Because the MIME format uses a carriage return to delimit the information in a message, and only the raw message determines its eventual destination, adding carriage returns to submitted form data can allow a simple guestbook to be used to send thousands of messages at once.

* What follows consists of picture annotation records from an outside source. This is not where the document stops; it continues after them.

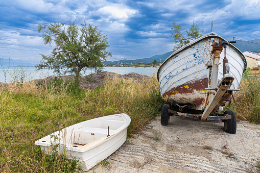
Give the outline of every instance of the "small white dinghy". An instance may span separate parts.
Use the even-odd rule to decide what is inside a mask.
[[[46,154],[53,146],[68,158],[79,160],[87,171],[117,150],[126,141],[130,117],[124,113],[88,120],[68,127],[35,141]]]

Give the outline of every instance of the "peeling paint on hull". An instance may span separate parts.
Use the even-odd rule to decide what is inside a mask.
[[[211,69],[206,64],[212,62],[211,45],[213,40],[224,39],[209,34],[195,40],[172,54],[161,65],[157,72],[161,95],[168,103],[190,104],[193,109],[204,110],[208,102],[209,81]],[[246,61],[242,53],[233,45],[226,48],[230,66],[230,73],[234,77],[231,89],[238,89],[242,75],[246,68]],[[218,81],[223,76],[220,54]],[[217,81],[218,83],[218,81]]]

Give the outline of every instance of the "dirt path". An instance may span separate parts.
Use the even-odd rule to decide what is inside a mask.
[[[238,121],[235,134],[223,124],[158,117],[92,172],[254,172],[259,171],[260,126]],[[156,138],[157,140],[156,140]],[[229,157],[228,155],[232,157]]]

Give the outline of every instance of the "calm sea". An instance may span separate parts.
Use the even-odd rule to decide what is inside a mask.
[[[114,72],[120,75],[134,72],[149,76],[154,75],[156,76],[157,70],[158,68],[153,67],[105,67],[103,68],[104,71]],[[87,70],[85,73],[82,71],[82,76],[88,75],[93,72],[93,71]],[[43,79],[52,75],[56,75],[56,74],[51,70],[42,69],[36,71],[34,67],[9,67],[9,69],[7,69],[7,67],[0,68],[0,82],[2,82],[5,81],[5,79],[9,83],[13,81],[14,80],[20,80],[21,77],[24,79],[24,82],[26,82],[33,79]]]

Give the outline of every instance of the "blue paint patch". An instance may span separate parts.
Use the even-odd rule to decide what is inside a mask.
[[[194,54],[195,55],[195,54]],[[204,59],[201,59],[201,58],[197,58],[194,59],[194,60],[191,61],[190,62],[188,62],[185,64],[185,66],[184,66],[181,68],[177,67],[176,69],[175,69],[173,71],[169,72],[167,75],[166,75],[161,81],[166,80],[168,81],[172,78],[174,77],[174,76],[177,75],[179,73],[180,73],[183,71],[185,71],[189,68],[192,68],[193,66],[195,66],[199,64],[204,64],[205,63]],[[177,65],[177,64],[176,64]],[[181,64],[181,65],[183,65],[183,64]],[[178,66],[179,67],[180,65]]]

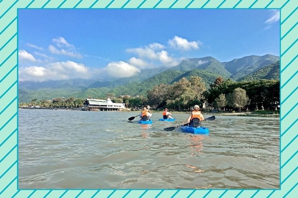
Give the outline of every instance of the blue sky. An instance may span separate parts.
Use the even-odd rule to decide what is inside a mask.
[[[129,77],[185,58],[279,54],[277,10],[19,9],[20,80]]]

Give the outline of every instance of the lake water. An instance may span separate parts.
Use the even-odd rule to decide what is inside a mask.
[[[186,114],[143,125],[128,121],[138,112],[19,112],[20,188],[279,188],[278,118],[216,116],[205,135],[163,130]]]

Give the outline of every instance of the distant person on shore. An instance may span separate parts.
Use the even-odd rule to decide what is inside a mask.
[[[145,107],[143,108],[143,110],[141,112],[140,117],[141,120],[143,121],[147,121],[149,120],[149,118],[152,116],[151,111],[148,110]]]
[[[204,119],[204,117],[199,110],[200,106],[198,105],[196,105],[194,106],[193,110],[190,112],[188,118],[182,124],[189,123],[189,125],[192,127],[201,127],[201,121]]]
[[[165,110],[162,112],[162,116],[163,117],[164,119],[173,119],[170,115],[172,115],[172,114],[170,112],[168,111],[168,108],[165,109]]]

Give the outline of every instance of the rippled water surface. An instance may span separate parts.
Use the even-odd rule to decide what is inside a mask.
[[[19,187],[279,188],[278,118],[216,116],[206,136],[138,113],[19,110]]]

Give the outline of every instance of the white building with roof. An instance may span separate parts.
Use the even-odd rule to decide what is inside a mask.
[[[119,111],[125,109],[124,103],[114,103],[111,99],[106,100],[86,98],[82,110],[85,111]]]

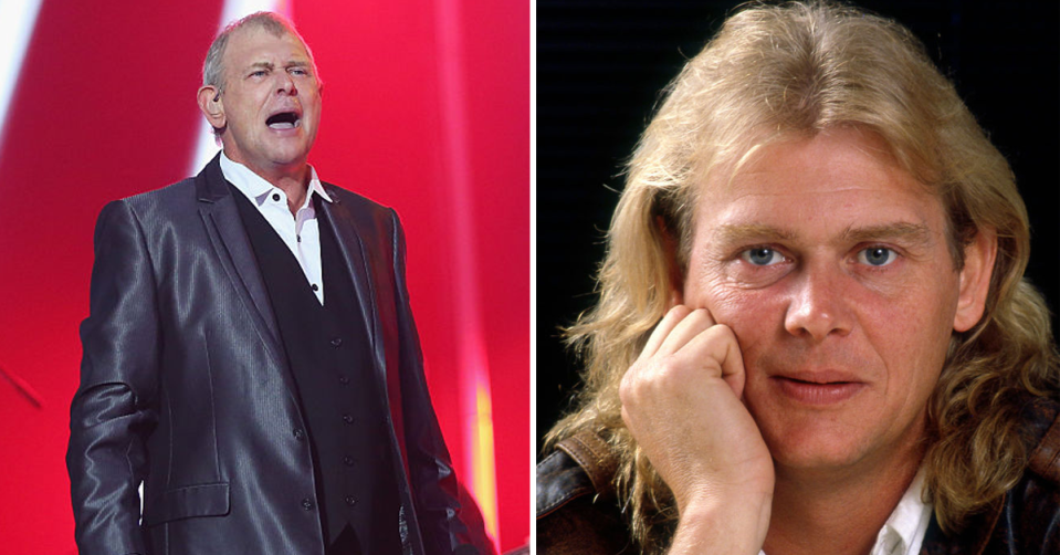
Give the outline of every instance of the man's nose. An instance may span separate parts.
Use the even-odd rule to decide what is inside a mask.
[[[276,85],[276,94],[298,94],[298,88],[294,84],[294,78],[287,72],[279,72],[280,83]]]
[[[794,284],[784,327],[797,337],[823,341],[829,335],[844,336],[853,325],[853,314],[843,296],[847,276],[835,266],[807,268]]]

The best way to stop e-mail injections is to validate the input.
HTML form:
<html>
<body>
<?php
function spamcheck($field)
{
// Sanitize e-mail address
$field=filter_var($field, FILTER_SANITIZE_EMAIL);
// Validate e-mail address
if(filter_var($field, FILTER_VALIDATE_EMAIL))
{
return TRUE;
}
else
{
return FALSE;
}
}
?>
<h2>Feedback Form</h2>
<?php
// display form if user has not clicked submit
if (!isset($_POST["submit"]))
{
?>
<form method="post" action="<?php echo $_SERVER["PHP_SELF"];?>">
From: <input type="text" name="from"><br>
Subject: <input type="text" name="subject"><br>
Message: <textarea rows="10" cols="40" name="message"></textarea><br>
<input type="submit" name="submit" value="Submit Feedback">
</form>
<?php
}
else
// the user has submitted the form
{
// Check if the "from" input field is filled out
if (isset($_POST["from"]))
{
// Check if "from" email address is valid
$mailcheck = spamcheck($_POST["from"]);
if ($mailcheck==FALSE)
{
echo "Invalid input";
}
else
{
$from = $_POST["from"]; // sender
$subject = $_POST["subject"];
$message = $_POST["message"];
// message lines should not exceed 70 characters (PHP rule), so wrap it
$message = wordwrap($message, 70);
// send mail
mail("webmaster@example.com",$subject,$message,"From: $from\n");
echo "Thank you for sending us feedback";
}
}
}
?>
</body>
</html>
How does it work?
1. Get the input data from the HTML form:
<form method="post" action="<?php echo $_SERVER["PHP_SELF"];?>"> From: <input type="text" name="from"><br> Subject: <input type="text" name="subject"><br> Message: <textarea rows="10" cols="40" name="message"></textarea><br> <input type="submit" name="submit" value="Submit Feedback"> </form>
2. The php script send form data to itself:
<?php echo $_SERVER["PHP_SELF"];?>
3. Check if the “from” input field is filled out
if (isset($_POST["from"]))
4.Send the “from” value to the function spamcheck()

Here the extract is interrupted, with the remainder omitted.